Search code examples
scaladockerloggingapache-flink

Apache Flink: The file STDOUT is not available on the TaskExecutor


I started flink with the following docker-compose.yml from the official flink repository. I only added the connection to the external hadoop network.

version: "2.1"

networks:
  hadoop:
    external:
      name: flink_hadoop

services:
  jobmanager:
    image: flink:1.7.1-hadoop27-scala_2.11
    container_name: flink-jobmanager
    domainname: hadoop
    networks:
      - hadoop
    expose:
      - "6123"
    ports:
      - "8081:8081"
    command: jobmanager
    environment:
      - JOB_MANAGER_RPC_ADDRESS=jobmanager

  taskmanager:
    image: flink:1.7.1-hadoop27-scala_2.11
    container_name: flink-taskmanager
    domainname: hadoop
    networks:
      - hadoop
    expose:
      - "6121"
      - "6122"
    depends_on:
      - jobmanager
    command: taskmanager
    links:
      - "jobmanager:jobmanager"
    environment:
      - JOB_MANAGER_RPC_ADDRESS=jobmanager

After this everything runs and I can access the WebUI.

Then I packaged the following job.

import org.apache.flink.api.scala._
import org.slf4j.LoggerFactory
import stoff.schnaps.pojo.ActorMovie

object HdfsJob {
  private lazy val logger = LoggerFactory.getLogger(getClass)
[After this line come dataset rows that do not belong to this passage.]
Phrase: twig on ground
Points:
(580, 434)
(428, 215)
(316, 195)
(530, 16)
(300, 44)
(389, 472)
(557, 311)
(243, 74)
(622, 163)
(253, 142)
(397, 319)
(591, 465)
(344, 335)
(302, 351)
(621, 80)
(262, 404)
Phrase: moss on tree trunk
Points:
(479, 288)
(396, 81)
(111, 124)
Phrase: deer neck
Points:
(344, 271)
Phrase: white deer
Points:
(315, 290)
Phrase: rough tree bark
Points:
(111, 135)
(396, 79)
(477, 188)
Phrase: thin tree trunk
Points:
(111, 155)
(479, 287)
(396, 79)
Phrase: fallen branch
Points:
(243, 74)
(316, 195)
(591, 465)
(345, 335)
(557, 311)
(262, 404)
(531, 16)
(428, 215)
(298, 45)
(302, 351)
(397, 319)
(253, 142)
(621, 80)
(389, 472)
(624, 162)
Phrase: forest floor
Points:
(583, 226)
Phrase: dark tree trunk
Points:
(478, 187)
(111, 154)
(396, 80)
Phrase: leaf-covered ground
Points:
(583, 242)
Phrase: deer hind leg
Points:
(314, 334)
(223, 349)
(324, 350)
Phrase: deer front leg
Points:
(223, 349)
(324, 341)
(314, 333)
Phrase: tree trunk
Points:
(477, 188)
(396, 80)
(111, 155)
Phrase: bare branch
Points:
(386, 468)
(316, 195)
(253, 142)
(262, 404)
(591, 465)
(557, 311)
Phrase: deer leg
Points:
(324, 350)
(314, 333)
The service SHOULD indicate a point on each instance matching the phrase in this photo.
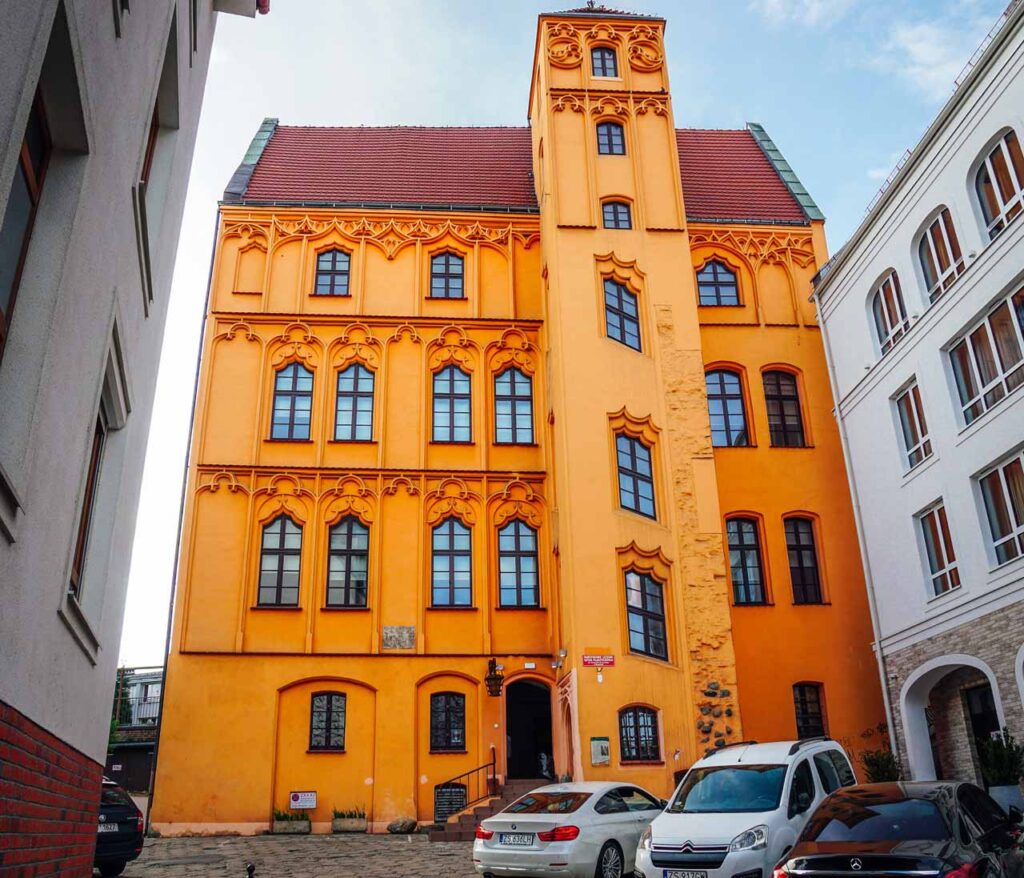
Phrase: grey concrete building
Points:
(99, 103)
  def main(args: Array[String]) {
    // set up the batch execution environment
    val env = ExecutionEnvironment.getExecutionEnvironment

    val actorMovies = env
      .readCsvFile[ActorMovie](
      "hdfs://namenode:8020/source-data/test.tsv",
      "\r\n",
      "\t",
      includedFields = Array(2,3,5),
      pojoFields = Array("actor",
                         "film",
                         "character"))

    actorMovies.print

    // execute program
    env.execute("Flink Batch Scala API Skeleton")
  }
}

Which just reads a tsv file from hdfs into a DataSet of pojos and prints this. When I let this run local everything works fine. But when I upload the .jar and let it run on the cluster, the jobmanager logs the following exceptions:

java.util.concurrent.CompletionException: org.apache.flink.util.FlinkException: The file STDOUT is not available on the TaskExecutor.
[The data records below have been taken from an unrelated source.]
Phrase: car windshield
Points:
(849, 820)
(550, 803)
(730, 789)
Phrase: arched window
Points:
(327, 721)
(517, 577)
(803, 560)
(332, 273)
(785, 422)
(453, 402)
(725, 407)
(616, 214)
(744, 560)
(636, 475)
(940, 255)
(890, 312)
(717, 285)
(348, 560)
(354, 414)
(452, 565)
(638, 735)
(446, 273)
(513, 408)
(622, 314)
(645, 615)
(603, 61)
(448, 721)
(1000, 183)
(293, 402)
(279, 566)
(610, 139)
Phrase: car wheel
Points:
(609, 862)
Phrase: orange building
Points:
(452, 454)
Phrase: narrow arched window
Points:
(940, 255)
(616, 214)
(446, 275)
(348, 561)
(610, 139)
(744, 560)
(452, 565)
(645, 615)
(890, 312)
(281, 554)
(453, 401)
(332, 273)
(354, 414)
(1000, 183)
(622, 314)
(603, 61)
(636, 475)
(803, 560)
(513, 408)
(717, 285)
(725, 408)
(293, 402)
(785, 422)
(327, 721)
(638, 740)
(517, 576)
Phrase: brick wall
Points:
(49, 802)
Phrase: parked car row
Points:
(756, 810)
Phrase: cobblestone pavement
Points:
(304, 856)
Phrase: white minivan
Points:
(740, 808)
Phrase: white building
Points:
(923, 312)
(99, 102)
java.util.concurrent.CompletionException: org.apache.flink.util.FlinkException: The file LOG is not available on the TaskExecutor.

And obviously the taskmanager contains no logs, what the current problem is.


Solution

  • When running Flink on Docker, the docker-entrypoint.sh script will start the Flink processes (TaskExecutor and JobMaster) in the foreground. This has the effect that Flink will neither redirect its STDOUT into a file nor will it log into a file. Instead, Flink will also log to STDOUT. That way, you can view the logs and the stdout output of your docker containers via docker logs.

    If you want to change this behaviour, it should be sufficient to alter docker-entrypoint.sh and pass start instead of start-foreground:

    if [ "${CMD}" == "${TASK_MANAGER}" ]; then
        $FLINK_HOME/bin/taskmanager.sh start "$@"
    else
        $FLINK_HOME/bin/standalone-job.sh start "$@"
    fi
    
    sleep 1
    exec /bin/bash -c "tail -f $FLINK_HOME/log/*.log"
    

    Update

    When using Flink's DataSet API, calling the method DataSet::print will actually retrieve the respective DataSet from the cluster back to the client where it is printed to STDOUT. Due to the retrieval, this method only works if the job has been submitted by Flink's CLI client via bin/flink run <job.jar>. This behavior is different from the DataStream::print method which prints the DataStream on the TaskManagers where the program is executed.

    If you want to print the DataSet results on the TaskManager, one needs to call DataSet::printOnTaskManager instead of print.